Bayes eternally alive
So far methods of fighting with the spam, from the users of mail systems point of view,
appeared to be ineffective. However, it seems that the solution of the problem are statistic functions, discovered by Thomas
Bayes in XVIII century.
Translation: Aleksandra Malak
It looks innocent at the beginning: one, two e-mails a day. Spammers know that they can not exaggerate,
at least not at once. Deletion of few e-mails, informing about a great business in Nigeria, or a big lottery winnings doesn’t
cause major problems. Companies concerned with “internet promotion” exchange addresses they have, and with time,
the number of letters increases. When there are 100-200 letters a day in a mail box, spam deletion becomes a forced morning
ritual – man can get used to everything.
Nerves let go some beautiful morning, when during a fight with
a flood of unwanted correspondence, we erase that one important letter, we were waiting for. Usually, after that time we will
realize, that the spam connects with a real threaten for a business: it increases probability of overlooking some important
letter, it brakes away people from a productive work, and above it, stuck internet connections, and decreases efficiency of
The fear against the black list
oldest method of fighting with the spam, is informing administrators of a net from which the spam was sent. It requires many
treatments from administrator’s side: additional contact with users of a mail system, analysis of headlines in unwanted
letters, searching contacts with administrators of other nets, and additional correspondence with them. Part of those activities
can be automated, with a usage of proper scripts. Still, it is a very ungrateful work to do, and without some form of automation,
it’s hard to bear for a longer time.
The simpler technique of fighting with a spam, on the level of a mail
server, is usage of so called “black lists”-made by volunteers, and exchanged between administrators, a list of
domains, on which bad configuration of nets is working, what enables sending a spam. Finding in that list, is an environmental
embarrassment for domain’s administrator, and usually, it is a reason for an immediate action. However, the black lists
are not the cure for a spam.
There is also a real danger connected with those lists, when sometimes, particular
addresses might be on that list accidentally, or by somebody’s purposeful actions. Careless usage of black lists may
end up with a situation, when access to a web will be shut off for users, on which we care about, for example customers. Repeatedly
realized tests show that this method allows to eliminate at least approximately 50% of a spam, and most often lesser-within
15-25%. Attractive is that it is a very simple in implementation, that’s why it can be threaten as a first step in fight
with a spam. In that purpose it’s worth to use checked lists, for example The Spamhaus Block List.
As a rule ineffective
Technique used successfully for fighting with spam, is filtering
headlines and letters content on the level of mail gate or mail server. There are filters which use signatures (patterns),
and the one’s that analyzes the content of a letter, according to some general criteria’s (scanners based on rules
called sometimes heuristic).
Currently, high-specialized companies, are dealing with formation of patterns. For
example, a Brighmail company supports over 2 mln mail boxes, on which daily comes about 2 mld spammers consignments. For every
letter a signature is generated, which finally is putted in a data base available for clients. If the client gets a letter
similar to the one that is described in a signature, it would be marked as a spam. Of course spammers are aware of it, and
they use different methods to deceive filters (for example, they put a random word into a letter, to make it different from
the pattern contained in a signature). Spam is still flooding us with a wide stream, drove by spammers creativity, and the
creators of the anti-spam software are successively generating new signatures.

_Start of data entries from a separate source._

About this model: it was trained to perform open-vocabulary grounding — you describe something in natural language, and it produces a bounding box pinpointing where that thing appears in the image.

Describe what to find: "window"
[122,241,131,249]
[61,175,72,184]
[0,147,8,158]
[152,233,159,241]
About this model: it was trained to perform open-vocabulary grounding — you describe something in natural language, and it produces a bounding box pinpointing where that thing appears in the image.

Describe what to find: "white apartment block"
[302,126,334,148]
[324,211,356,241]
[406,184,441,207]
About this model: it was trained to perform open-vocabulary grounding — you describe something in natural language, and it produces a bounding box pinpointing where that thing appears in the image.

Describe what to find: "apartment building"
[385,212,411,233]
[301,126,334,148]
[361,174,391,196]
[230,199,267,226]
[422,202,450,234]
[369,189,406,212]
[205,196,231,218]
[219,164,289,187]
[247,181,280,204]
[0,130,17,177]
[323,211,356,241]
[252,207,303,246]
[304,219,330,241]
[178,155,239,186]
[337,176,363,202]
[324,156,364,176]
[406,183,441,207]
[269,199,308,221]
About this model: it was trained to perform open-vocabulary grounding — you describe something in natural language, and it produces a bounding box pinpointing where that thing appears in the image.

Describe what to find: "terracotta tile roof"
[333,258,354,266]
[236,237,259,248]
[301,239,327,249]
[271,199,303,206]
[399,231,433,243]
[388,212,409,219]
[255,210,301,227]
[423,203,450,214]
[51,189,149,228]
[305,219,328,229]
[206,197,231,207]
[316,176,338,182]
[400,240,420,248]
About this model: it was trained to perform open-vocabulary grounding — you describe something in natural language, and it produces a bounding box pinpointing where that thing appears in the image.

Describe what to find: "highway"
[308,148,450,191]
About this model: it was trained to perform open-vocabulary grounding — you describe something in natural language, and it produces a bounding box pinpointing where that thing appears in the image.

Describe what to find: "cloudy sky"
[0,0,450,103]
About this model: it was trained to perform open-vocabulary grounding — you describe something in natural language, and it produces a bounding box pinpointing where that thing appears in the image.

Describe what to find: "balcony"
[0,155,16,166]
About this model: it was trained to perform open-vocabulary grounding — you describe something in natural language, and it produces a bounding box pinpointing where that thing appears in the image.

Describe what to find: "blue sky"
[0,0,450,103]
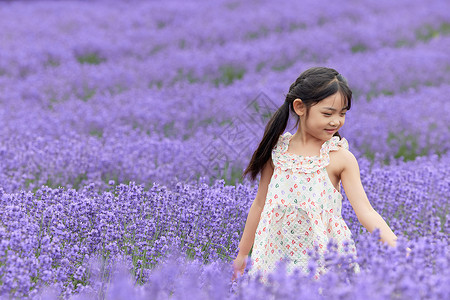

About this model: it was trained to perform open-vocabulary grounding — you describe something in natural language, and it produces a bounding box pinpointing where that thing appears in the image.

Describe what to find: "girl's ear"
[292,98,306,117]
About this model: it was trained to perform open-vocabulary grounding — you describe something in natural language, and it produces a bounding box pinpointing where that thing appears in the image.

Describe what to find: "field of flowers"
[0,0,450,299]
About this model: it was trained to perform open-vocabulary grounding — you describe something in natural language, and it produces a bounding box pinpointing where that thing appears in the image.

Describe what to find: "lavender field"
[0,0,450,299]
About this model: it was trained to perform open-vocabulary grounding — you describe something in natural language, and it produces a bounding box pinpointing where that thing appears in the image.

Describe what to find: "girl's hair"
[241,67,352,180]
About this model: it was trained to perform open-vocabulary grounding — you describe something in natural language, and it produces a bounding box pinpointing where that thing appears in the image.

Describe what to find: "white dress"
[249,132,360,283]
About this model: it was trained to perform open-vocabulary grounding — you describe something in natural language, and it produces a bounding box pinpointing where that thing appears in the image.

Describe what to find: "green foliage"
[416,23,450,42]
[77,53,106,65]
[214,66,245,86]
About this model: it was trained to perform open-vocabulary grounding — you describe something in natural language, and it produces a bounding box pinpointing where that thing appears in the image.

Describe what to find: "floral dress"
[249,132,360,283]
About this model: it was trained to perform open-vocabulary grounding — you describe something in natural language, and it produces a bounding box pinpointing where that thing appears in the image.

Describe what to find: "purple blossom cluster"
[0,158,449,298]
[0,0,450,299]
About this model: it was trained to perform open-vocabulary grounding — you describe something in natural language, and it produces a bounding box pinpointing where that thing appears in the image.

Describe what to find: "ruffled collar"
[273,132,348,173]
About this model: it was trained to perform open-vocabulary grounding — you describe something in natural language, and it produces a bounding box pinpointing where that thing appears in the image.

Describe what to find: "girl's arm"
[338,149,397,247]
[238,158,274,256]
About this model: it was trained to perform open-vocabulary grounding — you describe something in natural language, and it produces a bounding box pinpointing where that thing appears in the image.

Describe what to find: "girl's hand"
[231,254,248,281]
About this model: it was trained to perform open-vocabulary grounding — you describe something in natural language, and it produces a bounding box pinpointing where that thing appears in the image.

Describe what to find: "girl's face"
[300,92,347,140]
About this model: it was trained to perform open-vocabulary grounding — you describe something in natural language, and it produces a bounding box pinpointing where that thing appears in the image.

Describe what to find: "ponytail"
[241,67,352,181]
[241,98,290,181]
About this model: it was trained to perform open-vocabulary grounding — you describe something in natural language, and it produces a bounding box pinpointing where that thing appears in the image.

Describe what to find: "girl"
[232,67,410,283]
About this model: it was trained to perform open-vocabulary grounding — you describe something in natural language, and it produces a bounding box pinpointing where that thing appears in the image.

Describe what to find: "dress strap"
[320,136,348,153]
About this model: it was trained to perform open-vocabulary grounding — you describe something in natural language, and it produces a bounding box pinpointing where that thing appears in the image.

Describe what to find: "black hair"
[241,67,352,180]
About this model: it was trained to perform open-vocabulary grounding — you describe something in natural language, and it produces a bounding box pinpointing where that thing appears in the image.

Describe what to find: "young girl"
[232,67,409,283]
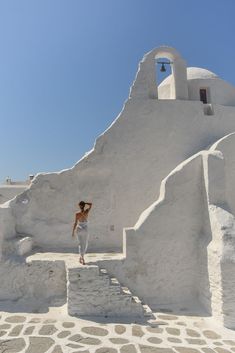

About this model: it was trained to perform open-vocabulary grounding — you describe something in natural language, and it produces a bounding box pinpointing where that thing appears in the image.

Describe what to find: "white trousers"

This race seems to have no end-the
same as we can’t see the end of people zeal for writing new viruses. Considering the fact, that the efficiency of that
kind of filters is evaluate on 50-70%, it seems that in this race, spammers are still one step ahead. Filters require to maintain
a constant, and proper infrastructure, what enable formation of signatures, in consequence, it makes those solutions quite
expansive. Solution of Brighmail company, mentioned before, costs 1500 USD a year for a license for 50 users. Their strong
side is that in practice, there is no possibility for a letter to be qualified by software as a spam. This is a very important
factor for companies, which need to operate properly, to establish contacts with new clients by usage of an electronic mail.
Filters based on rules are working differently. Most often they don’t store any data base, which should
be currently updated. Instead of, they analyze the content of every letter according to some criteria’s. The filters
are checking for example, if the letter has been written with a capital letters, if there are some key words that most often
appear in the spam, like “YOU WON”, “SEX”, “VIAGRA”, to how many people it is addressed,
if it includes reference marks to outer sides, and to what kind of sides, and so on. Every rule has a proper, annotated weight,
that is submitted by a number of points. If the letter get some specified number of points (for example it contains a “suspicious”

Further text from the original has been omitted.